ミニ・レビュー
前作『三日月ロック』も名曲オン・パレードの傑作だったが、11枚目の本作はそれ以上のクオリティ。沖縄風やストリングスの導入などで新味を加えながら、王道メロディが冴えわたる。ひたすら気持ちいい音響にも注目。プロデュースはもちろん、東京事変の亀田誠治。★
ガイドコメント
『三日月ロック』から約2年4ヵ月ぶり、11枚目のアルバム。前作に引き続き、亀田誠治をプロデュースに迎えた本作、シングル「正夢」をはじめ、よりポップでスケールの大きな楽曲ばかりが収録。
収録曲
01春の歌
イントロを駆け抜けるギターは、まさに春風のごとく。新しい季節の幕開けにふさわしい、爽やかなナンバーだ。愛と希望の中で舞い上がる、訳もない切なさ。ドラマティックななかにも、繊細な季節感を描くマサムネ・メロディは圧巻。
02ありふれた人生
ストリングスをフィーチャーした、明るいアコースティック・ナンバー。切ない想いを綴るわりに、そのサウンドは底抜けにハッピーで、一面バラ色。想う人がいる、ただそれだけのありふれた人生が、一番幸せってことかな。
03甘ったれクリーチャー
ダイナミックな4つ打ちバスと、力強いベース・ラインに煽られ、甘ったれな“生き物”が堂々とその弱さを語り始め、ついには「甘えたい」とその欲望を赤裸々に歌い上げる。スピッツ史上最強の“弱虫万歳”ソングである。
04優しくなりたいな
初恋のピュアで優しくて、ちょっと切ない心模様が蘇る、スピッツ史上初の王道ピアノ・バラード。
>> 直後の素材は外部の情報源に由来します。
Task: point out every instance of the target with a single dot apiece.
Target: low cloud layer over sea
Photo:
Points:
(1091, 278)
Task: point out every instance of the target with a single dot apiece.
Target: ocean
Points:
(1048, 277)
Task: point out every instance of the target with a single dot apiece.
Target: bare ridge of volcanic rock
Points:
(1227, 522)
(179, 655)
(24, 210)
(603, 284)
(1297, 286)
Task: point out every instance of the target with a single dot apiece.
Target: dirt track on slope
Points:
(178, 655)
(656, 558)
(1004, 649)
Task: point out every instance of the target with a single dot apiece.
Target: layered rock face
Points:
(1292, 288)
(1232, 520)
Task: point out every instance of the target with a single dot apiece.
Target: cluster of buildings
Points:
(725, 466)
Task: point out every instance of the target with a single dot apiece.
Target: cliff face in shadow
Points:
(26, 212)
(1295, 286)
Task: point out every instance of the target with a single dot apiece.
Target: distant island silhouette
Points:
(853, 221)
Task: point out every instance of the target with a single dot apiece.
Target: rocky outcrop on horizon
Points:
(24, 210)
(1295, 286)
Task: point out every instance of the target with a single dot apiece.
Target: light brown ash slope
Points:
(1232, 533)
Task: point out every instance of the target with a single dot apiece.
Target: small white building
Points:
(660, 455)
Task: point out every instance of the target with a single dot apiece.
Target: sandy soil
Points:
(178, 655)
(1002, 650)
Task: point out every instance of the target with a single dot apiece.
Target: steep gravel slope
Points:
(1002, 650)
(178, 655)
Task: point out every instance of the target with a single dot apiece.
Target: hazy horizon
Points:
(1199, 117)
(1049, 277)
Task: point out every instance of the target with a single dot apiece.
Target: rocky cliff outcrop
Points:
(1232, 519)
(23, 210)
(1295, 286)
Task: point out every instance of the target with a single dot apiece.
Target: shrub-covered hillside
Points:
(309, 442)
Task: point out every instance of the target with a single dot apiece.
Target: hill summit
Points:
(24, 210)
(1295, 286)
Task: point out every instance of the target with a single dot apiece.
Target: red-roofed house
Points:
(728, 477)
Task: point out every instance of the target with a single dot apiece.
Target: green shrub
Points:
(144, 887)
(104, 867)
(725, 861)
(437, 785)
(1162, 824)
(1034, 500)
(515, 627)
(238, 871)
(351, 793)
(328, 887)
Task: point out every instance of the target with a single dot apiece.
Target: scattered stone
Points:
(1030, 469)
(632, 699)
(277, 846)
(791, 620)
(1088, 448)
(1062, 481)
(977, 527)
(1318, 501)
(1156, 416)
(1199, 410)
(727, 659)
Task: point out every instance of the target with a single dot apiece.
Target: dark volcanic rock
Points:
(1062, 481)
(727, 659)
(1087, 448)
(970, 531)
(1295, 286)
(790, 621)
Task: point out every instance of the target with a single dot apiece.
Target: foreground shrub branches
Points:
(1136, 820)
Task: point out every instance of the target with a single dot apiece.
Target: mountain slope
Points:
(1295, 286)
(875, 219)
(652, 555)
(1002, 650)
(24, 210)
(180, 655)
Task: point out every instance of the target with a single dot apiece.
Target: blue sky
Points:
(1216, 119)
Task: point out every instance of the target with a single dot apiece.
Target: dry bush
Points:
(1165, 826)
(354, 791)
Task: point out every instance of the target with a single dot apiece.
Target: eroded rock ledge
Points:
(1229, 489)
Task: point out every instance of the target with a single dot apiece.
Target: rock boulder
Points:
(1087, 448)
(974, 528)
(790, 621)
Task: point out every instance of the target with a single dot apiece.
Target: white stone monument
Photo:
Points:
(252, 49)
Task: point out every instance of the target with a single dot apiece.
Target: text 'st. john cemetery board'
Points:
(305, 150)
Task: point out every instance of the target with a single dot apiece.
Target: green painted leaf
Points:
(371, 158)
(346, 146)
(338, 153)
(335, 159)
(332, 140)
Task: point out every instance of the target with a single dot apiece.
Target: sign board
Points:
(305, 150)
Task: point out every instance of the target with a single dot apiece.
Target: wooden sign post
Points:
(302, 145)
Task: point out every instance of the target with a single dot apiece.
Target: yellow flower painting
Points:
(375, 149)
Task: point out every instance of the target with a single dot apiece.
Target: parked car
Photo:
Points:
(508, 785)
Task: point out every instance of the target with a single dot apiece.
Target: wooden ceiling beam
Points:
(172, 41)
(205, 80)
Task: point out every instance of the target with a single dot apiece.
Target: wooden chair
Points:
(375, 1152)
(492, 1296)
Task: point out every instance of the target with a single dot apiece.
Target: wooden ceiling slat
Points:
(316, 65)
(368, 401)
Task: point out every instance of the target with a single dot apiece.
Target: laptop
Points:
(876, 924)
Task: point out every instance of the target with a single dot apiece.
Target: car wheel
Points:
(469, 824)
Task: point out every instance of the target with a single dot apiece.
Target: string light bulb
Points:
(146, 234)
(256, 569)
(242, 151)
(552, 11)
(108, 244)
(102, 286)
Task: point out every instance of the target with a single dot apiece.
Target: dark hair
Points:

ヴィンテージ・レコードのようなレトロな音の質感が、マサムネの声と相まって温かい気持ちにさせてくれること必至だ。
05ナンプラー日和
沖縄音階のメロディに三線をフィーチャーした、琉球サウンド全開のニュー・スピッツ・ワールド。エイサー+ロックがあいまって生まれる、いまだかつてない新鮮なグルーヴ感に、新しい踊りも発明できそうな勢いさぁ〜!
06正夢
ドラマティックなストリングスが涙をそそる、切ないアコースティック・バラード。”君”との再会というあてもない妄想が、どうか正夢だったなら……そんなあふれ出でる想いは、ギターの轟と溶け合い、どこまでも広がってゆく。
07ほのほ
君のためにボロボロになりたい。スピッツ版『二都物語』と言える(?)ドラマティックなラヴ・ソング。どこか窮屈なAメロでちぢこまる主人公は、解放的なBメロで、ここぞとばかりに愛という真赤な“炎”を燃え上がらせる。
08ワタリ
映画『WATARIDORI』にインスパイアされたという、疾風怒濤のロック・ナンバー。自嘲的なヴォーカルといい、衝動に駆られたプレイといい、良い意味で若手バンドの音。青二才に戻ったスピッツを体感できる、鮮烈な作品だ。
09恋のはじまり
“君”を思い浮かべても、ちょっとはっきりしない。恋のはじまりならではの、淡い想いとともに幕を開ける、幸せいっぱいのアコースティック・ナンバー。次第に明るさを増す展開は、まさに恋ができ上がる眩しいプロセスそのもの。
10自転車
自転車で彼女に会いにゆく道のりに、人生の道のりを重ねて描いた、レゲエ調のナンバー。ゆらゆらと迷いを引きずる主人公が、“なんとかなるだろう”というお気楽な結論に達するまでの過程が、正宗らしい奥深い表現を絡めて綴られる。
11テイタム・オニール
感情の嵐が、かき鳴らすギター・リフと一体になり疾走していくビート・モッズ風ナンバー。といっても臆病な声をぶちまけるサビは、ばっちり歌謡曲。ちなみにタイトルは少年野球映画の主人公の名。恋の駆け引きを野球になぞらえたのだとか。
12会いに行くよ
“会いに行くよ”……、ただそれだけのメッセージを、繊細な風景描写に絡めて歌い上げるシンプルで美しいバラード。どんな気持ちも電波に託してしまう、そんな味気ない現代だからこそ大切に聴きたい名曲である。
13みそか
“浮いて、浮いて、浮きまくる覚悟はできるか”、ならば俺について来い! といわんばかりの男気がほとばしる、ダイナミックなロック・ナンバー。世界を俺色に染めてやる、そんな気迫さえ漂う歌声は圧巻。マサムネ君、君は本当に強くなった。